Frances Thompson discusses how to successfully mainstream telecare to transform service delivery and provide more preventive and personalised care for people of all ages and abilities
Wakefield’s telecare service has demonstrated great success and is now a mainstream service, integrated into our assessment process.
Our comprehensive, three-year evaluation spanning 2007-10 aimed to consider how successful telecare has been in supporting a wide number of people covering all ages and abilities. It also looked at how telecare is promoting independence and wellbeing and deferring admittance to hospital or residential care while providing cost-effective care and support.
Outcomes have been supported by the results from the Whole System Demonstrator programme, and the government’s commitment to supporting the 3millionlives initiative, which aims to transform the lives of three million people with long-term conditions or social care needs by utilising telehealth and telecare within health and social care services.
‘The efficiency outcome was determined on the prevention of service users entering residential care and the resulting net cost saving was £863,371 per year’
We have provided positive outcomes for individuals, but also significant financial savings, after only six months of telecare support. We conducted an assessment of 135 participants (all ages and abilities) using telecare, and calculated net savings of £1,325,753 over the six-month period, which is based on the cost of the current care-plans, deducted from the allowable residential care admission costs.
Alongside the management of adults and older people, telecare has also had a positive impact on the support of people with learning disabilities. An evaluation was carried out on a random selection of 68 people from adults, older people and learning disabilities.
The efficiency outcome was determined on the prevention of service users entering residential care and the resulting net cost saving was £863,371 per year, with an average saving per person amounting to £12,696 per year.
Success has been based on the key components of personalisation, prevention and independence.
Personalisation is key
From the start of our telecare project we embraced partnership working, collaborating with Wakefield District Housing, Care Link Call Centre, Northern Housing Consortium, Barnados, Carers Wakefield District, Kids (WeSail), South West Yorkshire Partnership Foundation Trust, commissioned care providers, Tunstall and other key stakeholders providing equipment.
True personalisation requires the integration of all services around the individual to ensure that assistance is targeted and there is an economy of effort in their delivery.
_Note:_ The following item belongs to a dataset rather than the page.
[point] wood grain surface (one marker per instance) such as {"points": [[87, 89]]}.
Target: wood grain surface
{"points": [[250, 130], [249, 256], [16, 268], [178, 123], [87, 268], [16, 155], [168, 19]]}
An integrated telecare model reduces the risks for those living at home, ensures a prompt and appropriate response to emergencies and delays unnecessary admissions to residential or nursing care.
Our evaluation has demonstrated that telecare can help people maintain independence, delay or even eliminate the need for residential care. It is important to note however, that telecare is not a replacement for human care: rather, it should be regarded as a supplement to help restore independence and dignity that may otherwise be lost, while providing a great deal of support and reassurance for family and carers and to ensure that services are tailored to individual need.
Prevention is better than cure
In line with Wakefield’s Commissioning for Transformation, telecare can provide preventative support to ensure problems are detected and addressed early on.
In Wakefield, telecare enabled a reduction of over 12,200 hours in deferred residential admissions, (based on 135 users). Coupled with the considerably higher number of over 65s referred (over 65s account for 85 per cent of all referrals received as at December 2010), it is clear that telecare has enabled people to remain living in their homes for longer.
We also discovered the highest number of referrals were for those at high risk of falls, with over 275 referrals, which is comparatively high considering the list of 32 primary reasons had an average of 50 referrals. Each resident considered to be at high risk of falling was provided with a person-centred package of care integrated with telecare, which could include a community alarm and pendant, fall detector and bed sensor.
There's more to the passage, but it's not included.